A cette fin, ils utilisaient couramment un vocabulaire à consonnance scientifique, en parlant par exemple d'interaction
fluidique
(les ufologues raffolent aujourd'hui de magnétisme
et d'hyperespace
)
sans apporter de preuve convaicantes à l'appui de leur théorie mais dissertant longuement sur L'évidence et la
clarté du spiritisme
. Par ailleurs, les messages "scientifiques" des esprits se sont toujours montrés d'une
grande pauvreté et les médiums qui les transmettaient ne brillaient généralement pas par leurs qualités
intellectuelles (selon R. Guénon).
Par ailleurs, l'argumentatlon spirite était essentiellement moralisatrice et sentimentale car il est réconfortant
de croire à la réincarnation
(comme si cela pouvait rendre le phénomène authentique) et les hommes doivent s'aimer
et œuvrer pour le bien afin de rejoindre les esprits bons.

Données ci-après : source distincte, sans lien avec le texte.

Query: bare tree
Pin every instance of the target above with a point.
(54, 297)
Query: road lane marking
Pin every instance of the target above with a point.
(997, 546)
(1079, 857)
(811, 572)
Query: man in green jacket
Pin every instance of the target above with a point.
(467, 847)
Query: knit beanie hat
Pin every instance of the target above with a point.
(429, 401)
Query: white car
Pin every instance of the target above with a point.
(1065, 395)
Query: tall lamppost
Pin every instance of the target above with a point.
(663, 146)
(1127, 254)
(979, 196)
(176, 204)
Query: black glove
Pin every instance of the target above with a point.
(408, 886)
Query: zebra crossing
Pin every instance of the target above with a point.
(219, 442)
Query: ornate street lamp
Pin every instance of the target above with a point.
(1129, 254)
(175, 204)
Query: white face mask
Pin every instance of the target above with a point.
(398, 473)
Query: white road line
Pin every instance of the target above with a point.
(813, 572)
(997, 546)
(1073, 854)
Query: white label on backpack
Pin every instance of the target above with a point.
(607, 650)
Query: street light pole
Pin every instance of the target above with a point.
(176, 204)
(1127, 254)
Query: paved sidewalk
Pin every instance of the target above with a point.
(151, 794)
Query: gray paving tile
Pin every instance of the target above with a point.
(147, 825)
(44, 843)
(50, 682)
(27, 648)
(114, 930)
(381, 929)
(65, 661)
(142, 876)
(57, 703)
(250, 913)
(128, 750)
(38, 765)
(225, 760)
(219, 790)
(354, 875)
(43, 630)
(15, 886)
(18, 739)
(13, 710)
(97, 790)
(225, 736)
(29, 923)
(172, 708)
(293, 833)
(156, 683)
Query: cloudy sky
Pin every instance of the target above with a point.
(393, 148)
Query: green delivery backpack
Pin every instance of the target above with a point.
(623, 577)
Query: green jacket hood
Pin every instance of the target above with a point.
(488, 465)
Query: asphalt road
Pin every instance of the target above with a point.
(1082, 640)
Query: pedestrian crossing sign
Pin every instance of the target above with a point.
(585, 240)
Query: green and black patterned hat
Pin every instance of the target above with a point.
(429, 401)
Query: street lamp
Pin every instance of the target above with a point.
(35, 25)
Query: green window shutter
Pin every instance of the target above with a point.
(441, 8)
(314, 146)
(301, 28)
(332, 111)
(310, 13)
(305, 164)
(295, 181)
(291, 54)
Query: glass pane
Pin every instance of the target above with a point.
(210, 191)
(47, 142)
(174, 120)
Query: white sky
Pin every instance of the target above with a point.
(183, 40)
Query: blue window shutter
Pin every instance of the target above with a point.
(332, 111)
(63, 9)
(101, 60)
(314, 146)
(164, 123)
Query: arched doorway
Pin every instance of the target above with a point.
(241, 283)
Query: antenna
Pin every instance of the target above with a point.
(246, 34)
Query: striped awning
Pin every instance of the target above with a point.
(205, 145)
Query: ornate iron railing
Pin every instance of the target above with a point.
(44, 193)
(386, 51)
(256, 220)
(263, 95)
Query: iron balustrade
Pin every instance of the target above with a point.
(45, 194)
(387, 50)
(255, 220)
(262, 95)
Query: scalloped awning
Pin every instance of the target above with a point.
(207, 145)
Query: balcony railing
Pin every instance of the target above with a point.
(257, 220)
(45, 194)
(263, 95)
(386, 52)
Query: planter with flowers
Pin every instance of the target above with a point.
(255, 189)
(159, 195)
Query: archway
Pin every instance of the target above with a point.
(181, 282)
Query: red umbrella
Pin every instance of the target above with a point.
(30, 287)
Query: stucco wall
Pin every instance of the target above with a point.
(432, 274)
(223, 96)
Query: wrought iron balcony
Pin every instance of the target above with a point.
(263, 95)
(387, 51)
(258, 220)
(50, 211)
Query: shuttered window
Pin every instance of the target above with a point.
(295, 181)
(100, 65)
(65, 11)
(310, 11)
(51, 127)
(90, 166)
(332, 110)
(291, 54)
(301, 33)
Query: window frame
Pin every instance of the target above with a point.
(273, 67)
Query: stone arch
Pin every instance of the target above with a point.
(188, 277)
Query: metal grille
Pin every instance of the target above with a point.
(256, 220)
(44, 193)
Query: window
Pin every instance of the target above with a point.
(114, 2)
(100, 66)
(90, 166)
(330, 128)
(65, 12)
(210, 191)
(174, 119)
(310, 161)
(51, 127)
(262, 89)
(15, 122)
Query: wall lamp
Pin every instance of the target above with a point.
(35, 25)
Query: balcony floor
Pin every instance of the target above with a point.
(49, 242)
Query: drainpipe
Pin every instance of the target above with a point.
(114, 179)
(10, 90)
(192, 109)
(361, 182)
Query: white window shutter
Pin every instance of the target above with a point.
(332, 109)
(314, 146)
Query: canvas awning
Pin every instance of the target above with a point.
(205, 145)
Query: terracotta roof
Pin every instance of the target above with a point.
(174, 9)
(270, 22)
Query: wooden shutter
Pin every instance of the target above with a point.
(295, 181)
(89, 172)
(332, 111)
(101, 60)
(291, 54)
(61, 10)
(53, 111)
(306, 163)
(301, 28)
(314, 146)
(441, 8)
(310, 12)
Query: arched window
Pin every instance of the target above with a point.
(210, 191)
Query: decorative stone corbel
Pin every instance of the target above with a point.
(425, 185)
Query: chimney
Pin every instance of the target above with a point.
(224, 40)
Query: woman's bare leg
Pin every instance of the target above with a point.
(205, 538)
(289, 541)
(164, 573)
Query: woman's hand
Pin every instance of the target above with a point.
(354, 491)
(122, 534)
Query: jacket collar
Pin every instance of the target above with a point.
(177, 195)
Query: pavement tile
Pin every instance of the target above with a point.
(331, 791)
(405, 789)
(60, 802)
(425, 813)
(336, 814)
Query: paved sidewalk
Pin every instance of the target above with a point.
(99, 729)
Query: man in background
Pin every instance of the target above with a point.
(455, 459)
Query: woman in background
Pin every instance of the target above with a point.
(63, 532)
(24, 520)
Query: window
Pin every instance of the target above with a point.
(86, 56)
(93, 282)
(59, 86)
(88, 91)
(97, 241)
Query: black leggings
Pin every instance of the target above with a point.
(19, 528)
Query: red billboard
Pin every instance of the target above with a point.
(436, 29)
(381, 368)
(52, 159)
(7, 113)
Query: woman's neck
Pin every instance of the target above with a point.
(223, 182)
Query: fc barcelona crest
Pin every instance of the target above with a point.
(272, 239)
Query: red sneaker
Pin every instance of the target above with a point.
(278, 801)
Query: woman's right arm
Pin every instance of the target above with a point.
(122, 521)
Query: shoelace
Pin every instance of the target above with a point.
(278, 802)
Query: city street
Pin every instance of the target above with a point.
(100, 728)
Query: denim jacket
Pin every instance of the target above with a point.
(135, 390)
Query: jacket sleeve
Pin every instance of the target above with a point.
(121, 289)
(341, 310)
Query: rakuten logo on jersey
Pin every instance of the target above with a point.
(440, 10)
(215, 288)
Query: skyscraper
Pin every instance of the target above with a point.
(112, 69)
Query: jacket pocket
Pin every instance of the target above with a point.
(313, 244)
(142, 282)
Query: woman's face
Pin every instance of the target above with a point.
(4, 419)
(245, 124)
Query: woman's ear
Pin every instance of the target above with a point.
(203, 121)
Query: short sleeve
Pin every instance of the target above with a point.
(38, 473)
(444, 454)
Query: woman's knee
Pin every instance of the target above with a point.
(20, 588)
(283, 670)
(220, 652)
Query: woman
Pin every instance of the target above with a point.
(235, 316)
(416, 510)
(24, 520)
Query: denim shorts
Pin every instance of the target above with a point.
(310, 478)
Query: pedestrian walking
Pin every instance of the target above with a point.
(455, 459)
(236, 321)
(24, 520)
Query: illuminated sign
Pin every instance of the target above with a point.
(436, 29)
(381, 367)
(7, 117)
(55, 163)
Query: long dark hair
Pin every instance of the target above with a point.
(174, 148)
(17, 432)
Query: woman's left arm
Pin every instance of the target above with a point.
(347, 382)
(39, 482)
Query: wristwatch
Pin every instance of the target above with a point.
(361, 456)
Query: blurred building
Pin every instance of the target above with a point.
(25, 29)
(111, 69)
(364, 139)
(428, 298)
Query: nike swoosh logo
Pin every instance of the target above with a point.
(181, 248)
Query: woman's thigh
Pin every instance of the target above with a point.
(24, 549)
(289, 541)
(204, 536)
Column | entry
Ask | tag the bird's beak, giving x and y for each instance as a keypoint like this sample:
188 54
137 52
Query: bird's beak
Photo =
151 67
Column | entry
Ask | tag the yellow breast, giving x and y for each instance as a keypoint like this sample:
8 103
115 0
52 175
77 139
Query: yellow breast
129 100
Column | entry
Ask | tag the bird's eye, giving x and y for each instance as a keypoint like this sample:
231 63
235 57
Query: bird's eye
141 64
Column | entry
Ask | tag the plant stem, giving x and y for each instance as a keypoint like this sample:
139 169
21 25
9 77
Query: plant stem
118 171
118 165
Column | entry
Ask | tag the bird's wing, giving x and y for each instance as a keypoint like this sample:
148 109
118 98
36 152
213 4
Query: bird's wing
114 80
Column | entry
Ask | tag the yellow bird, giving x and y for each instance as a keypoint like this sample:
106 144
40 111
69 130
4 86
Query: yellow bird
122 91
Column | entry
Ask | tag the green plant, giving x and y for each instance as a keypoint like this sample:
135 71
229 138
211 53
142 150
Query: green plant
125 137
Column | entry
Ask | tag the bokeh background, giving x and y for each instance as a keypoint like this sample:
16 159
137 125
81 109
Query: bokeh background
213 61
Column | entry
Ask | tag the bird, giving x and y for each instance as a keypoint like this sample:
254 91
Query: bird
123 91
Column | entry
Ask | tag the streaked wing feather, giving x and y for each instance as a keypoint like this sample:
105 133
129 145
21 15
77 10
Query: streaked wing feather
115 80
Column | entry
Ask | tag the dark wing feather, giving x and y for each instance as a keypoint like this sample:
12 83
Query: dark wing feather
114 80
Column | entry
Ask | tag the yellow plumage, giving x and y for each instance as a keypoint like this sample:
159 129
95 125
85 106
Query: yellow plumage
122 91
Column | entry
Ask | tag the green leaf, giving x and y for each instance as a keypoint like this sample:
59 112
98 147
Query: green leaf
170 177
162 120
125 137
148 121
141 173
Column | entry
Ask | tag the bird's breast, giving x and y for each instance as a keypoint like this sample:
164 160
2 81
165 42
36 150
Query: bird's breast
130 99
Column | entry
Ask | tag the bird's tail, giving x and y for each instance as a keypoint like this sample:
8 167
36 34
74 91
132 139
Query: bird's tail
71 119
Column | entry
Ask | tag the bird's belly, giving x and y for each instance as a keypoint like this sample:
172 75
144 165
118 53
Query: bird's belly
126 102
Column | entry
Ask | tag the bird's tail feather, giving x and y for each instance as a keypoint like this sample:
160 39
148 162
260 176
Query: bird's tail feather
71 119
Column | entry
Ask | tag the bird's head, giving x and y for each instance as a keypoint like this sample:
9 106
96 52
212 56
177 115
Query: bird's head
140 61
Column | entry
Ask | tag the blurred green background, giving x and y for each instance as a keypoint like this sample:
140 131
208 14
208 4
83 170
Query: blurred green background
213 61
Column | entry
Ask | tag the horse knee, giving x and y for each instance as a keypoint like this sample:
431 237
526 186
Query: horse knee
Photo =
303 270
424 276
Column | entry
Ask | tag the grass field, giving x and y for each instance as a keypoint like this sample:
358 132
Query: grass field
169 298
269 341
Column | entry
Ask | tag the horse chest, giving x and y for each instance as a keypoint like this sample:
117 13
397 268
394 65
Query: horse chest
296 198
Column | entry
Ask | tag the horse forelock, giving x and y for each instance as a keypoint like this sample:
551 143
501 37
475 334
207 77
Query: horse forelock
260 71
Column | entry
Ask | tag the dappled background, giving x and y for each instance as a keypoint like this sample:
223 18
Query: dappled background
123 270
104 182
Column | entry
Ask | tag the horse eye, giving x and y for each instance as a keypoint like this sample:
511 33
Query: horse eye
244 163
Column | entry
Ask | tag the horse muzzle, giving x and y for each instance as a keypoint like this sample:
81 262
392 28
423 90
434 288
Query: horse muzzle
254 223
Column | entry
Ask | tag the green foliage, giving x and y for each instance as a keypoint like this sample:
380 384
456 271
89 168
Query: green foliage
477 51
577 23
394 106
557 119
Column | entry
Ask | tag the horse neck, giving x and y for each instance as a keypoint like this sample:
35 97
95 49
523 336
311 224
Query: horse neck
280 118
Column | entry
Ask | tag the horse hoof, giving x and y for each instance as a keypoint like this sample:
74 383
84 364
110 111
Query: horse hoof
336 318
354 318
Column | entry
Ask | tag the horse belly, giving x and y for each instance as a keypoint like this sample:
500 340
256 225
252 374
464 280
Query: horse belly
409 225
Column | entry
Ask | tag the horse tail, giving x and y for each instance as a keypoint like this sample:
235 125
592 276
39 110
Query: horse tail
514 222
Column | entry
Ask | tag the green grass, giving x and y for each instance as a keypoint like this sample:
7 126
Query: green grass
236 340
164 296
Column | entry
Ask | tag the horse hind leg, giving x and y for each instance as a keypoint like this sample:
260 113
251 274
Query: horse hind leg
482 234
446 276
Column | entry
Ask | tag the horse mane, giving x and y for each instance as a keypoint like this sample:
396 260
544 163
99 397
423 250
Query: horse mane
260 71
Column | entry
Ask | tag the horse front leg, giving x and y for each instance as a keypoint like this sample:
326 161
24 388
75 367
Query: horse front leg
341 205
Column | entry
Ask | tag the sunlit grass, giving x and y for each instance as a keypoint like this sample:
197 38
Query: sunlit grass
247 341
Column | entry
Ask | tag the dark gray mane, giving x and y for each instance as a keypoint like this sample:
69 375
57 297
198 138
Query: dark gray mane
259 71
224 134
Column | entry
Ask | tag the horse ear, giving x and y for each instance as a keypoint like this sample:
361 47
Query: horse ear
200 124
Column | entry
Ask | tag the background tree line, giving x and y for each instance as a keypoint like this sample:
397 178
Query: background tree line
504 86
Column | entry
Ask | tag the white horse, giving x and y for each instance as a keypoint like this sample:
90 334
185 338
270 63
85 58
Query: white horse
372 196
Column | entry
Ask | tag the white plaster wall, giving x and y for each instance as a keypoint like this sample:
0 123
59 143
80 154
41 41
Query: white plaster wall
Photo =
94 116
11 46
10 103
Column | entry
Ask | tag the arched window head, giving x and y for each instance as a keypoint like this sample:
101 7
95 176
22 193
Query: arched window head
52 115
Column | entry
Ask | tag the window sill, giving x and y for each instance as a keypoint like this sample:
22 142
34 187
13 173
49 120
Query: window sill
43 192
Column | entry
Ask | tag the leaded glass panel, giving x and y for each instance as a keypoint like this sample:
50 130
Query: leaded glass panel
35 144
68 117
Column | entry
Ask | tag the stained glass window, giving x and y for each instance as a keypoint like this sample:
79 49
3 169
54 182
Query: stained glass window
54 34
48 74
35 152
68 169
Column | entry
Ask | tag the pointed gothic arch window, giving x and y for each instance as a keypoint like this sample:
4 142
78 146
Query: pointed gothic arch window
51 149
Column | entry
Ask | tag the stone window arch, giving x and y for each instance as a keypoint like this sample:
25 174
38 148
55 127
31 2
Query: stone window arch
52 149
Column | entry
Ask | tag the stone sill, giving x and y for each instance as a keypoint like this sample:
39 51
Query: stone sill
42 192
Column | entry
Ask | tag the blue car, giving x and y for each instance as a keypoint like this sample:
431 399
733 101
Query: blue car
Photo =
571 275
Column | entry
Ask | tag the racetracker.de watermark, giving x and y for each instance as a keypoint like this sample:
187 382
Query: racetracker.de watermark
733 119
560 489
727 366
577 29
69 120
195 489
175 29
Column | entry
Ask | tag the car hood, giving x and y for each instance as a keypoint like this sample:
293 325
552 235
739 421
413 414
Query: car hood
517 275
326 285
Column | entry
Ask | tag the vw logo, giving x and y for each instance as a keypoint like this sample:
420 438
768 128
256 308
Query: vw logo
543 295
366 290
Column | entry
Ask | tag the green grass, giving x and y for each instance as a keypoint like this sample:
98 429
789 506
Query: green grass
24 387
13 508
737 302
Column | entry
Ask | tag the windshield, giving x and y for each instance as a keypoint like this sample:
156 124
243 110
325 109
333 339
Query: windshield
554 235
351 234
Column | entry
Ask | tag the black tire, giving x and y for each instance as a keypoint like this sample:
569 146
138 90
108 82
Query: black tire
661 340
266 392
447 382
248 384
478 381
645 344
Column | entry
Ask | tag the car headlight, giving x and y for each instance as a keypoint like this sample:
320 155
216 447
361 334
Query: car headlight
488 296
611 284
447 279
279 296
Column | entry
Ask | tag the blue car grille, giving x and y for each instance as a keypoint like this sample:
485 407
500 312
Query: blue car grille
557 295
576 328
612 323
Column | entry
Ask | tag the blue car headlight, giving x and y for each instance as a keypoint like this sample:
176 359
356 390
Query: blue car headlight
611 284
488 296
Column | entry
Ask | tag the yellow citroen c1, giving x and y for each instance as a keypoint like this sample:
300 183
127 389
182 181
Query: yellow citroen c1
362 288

Enfin, il faut noter que le spiritisme se présentait (à tort) comme une théorie très ancienne ayant ses sources dans toutes les traditions (de même de l'ufologie privée qui a un goût prononcé pour l'archéologie mystérieuse) et que les spirites ont procédé à une relecture et une réinterprétation de la Bible pour y trouver des "preuves" de leur théorie (de même que les ufologues interprètent la vision d'Ezéchiel comme l'atterrissage d'un ovni ; Raël a écrit une nouvelle version de la Bible où les anges sont des extra-terrestres,...).
Les quelques paragraphes qui précèdent pourraient être réécrits en changeant les mots "spiritisme" par "ufologie", "médiums" par "contactés", "esprits" par "extra-terrestres", et l'ensemble deviendrait d'une actualité sociale certaine. Guénon avait noté un développement important de l'impact social du spiritisme à la fin du 19e siècle et le même phénomène semble se produire à la fin du 20e siècle avec l'interprétation des ovnis en terme de manifestations d'intelligences extra-terrestres. Guénon avait aussi noté la présence de certains dérèglements sexuels chez quelques groupes spirites, et, même là, on trouve un équivalent en ufologie (J. Guieu, auteur pornographique, Siragusa, condamné pour violence charnelle (note technique du GEPAN n° 6), ...)
En effet, l'impact du spiritisme a beaucoup décru depuis le milieu du 20e siècle au moment ou apparaissait l'ufologie. On peut donc se demander si les analogies ne correspondent pas en fait à une simple continuité, à une modernisation de la même doctrine. Bien que le support "matériel" ait changé (tables tournantes --> ovnis) les arguments dans le sens de la continuité ne manquent pas. Dès la fin du 19e siècle, certains médiums spirites "situaient" les esprits dans les planètes du système solaire, faisant des visites sur Terre. De plus, certains ufologues, tel J. Guieu, citent couramment les textes qui furent écrits au 19e siècle dans la mouvance du spiritisme, en particulier ceux de Me Blavatski, spirite et fondatrice du théosophisme, Signalons enfin, pour l'anecdote, que Frank Fontaine, "contactés" de Gergy-Pontoise en , nous a déclaré être un ancien spirite.